Monday 19 December 2011
Wembley Arena is chilly and two-thirds full, black curtains discreetly veiling unsold seats. “Hello, Wembley!” White Lies’ singer Harry McVeigh greets the faithful anyway.
“You have no idea how long I’ve been waiting to say that…” Their second album Ritual lacked the impact of chart-topping debut To Lose My Life… (2009). Tonight’s booking always looked ambitious. But in this old-school, basic shed, more honest than the glitzy façade and pile-‘em-high reality of its rival the 02 Arena, White Lies put on a celebratory rock show which ends in defiant triumph.
It still seems odd that a generation now reveres 1980s synth-pop and rock as much as Oasis do The Beatles (or Echo & the Bunnymen The Doors).

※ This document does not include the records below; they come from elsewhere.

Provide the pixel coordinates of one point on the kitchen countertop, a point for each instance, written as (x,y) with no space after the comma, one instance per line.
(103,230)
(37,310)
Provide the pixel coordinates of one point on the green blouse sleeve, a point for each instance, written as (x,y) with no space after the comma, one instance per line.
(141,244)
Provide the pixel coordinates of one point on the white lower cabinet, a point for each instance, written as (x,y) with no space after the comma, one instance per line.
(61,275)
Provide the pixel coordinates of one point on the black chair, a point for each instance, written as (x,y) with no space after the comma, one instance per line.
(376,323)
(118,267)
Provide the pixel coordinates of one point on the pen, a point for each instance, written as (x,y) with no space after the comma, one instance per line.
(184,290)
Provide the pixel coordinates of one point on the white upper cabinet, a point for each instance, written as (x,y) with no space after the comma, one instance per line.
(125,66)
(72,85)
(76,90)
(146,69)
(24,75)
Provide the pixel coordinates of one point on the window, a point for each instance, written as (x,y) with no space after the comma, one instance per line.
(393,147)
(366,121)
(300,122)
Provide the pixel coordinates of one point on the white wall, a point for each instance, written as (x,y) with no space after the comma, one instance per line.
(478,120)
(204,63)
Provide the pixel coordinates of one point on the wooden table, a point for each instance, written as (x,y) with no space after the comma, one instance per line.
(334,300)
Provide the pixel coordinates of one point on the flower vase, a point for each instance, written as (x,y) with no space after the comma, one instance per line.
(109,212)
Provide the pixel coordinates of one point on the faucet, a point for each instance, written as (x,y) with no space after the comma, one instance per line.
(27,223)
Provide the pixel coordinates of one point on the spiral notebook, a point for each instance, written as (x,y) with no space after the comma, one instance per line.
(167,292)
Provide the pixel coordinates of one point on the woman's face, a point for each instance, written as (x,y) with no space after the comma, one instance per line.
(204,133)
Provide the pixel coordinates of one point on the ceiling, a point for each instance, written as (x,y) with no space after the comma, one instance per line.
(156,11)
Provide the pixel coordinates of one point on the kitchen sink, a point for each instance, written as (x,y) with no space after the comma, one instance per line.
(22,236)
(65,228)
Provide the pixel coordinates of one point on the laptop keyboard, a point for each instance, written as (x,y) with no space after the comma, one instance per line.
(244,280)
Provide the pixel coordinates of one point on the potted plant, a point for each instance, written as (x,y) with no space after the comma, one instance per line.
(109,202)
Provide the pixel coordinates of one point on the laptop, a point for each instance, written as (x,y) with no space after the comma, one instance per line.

Talking Heads are the only band of the era White Lies admit to admiring (though the Bunnymen are on tonight’s intro tape). But the period’s doomy melodrama is in their DNA, the ambition denoted by the time’s critical term “the Big Music” powering every chorus. Despite the Joy Division comparisons his baritone attracts, McVeigh is more Jim Kerr than Ian Curtis. White Lies’ songs, often cloyingly pompous on their debut record especially, are revealed live as affirmations in the face of wracked romance and death.
“There’s a part of me that still believes that my soul will soar above the trees,” McVeigh sings on “To Lose My Life”, and that is the sensation White Lies keep reaching for. When real degradation is glimpsed, on the prostitute narrative “”Holy Ghost”, the lyrical reaction is disgust, not decadent wallowing. “Is Love”’s slow, stacatto verses and gleaming rush of a chorus, decorated with digitally-diced wah-wah guitar, are typical of music made from a limited, repetitive palette, but put across with rough, rousing force.
When the band finally slow for “Come Down”, a depressive’s ballad about self-loathing too deep to allow love, dry ice flows from the stage in 1980s pastiche. It allows a brief pause in the momentum, some light and shade, but mostly just punctures the mood. It’s followed by their biggest hit, called “Death”, of course. It sums them up with its perversely manic uplift, triggering every swinging spotlight and firework this budget-conscious arena show allows. White Lies’ tug between self-deprecation and majesty has people dancing in the aisles by the end. The fans who are here are still fervently with them.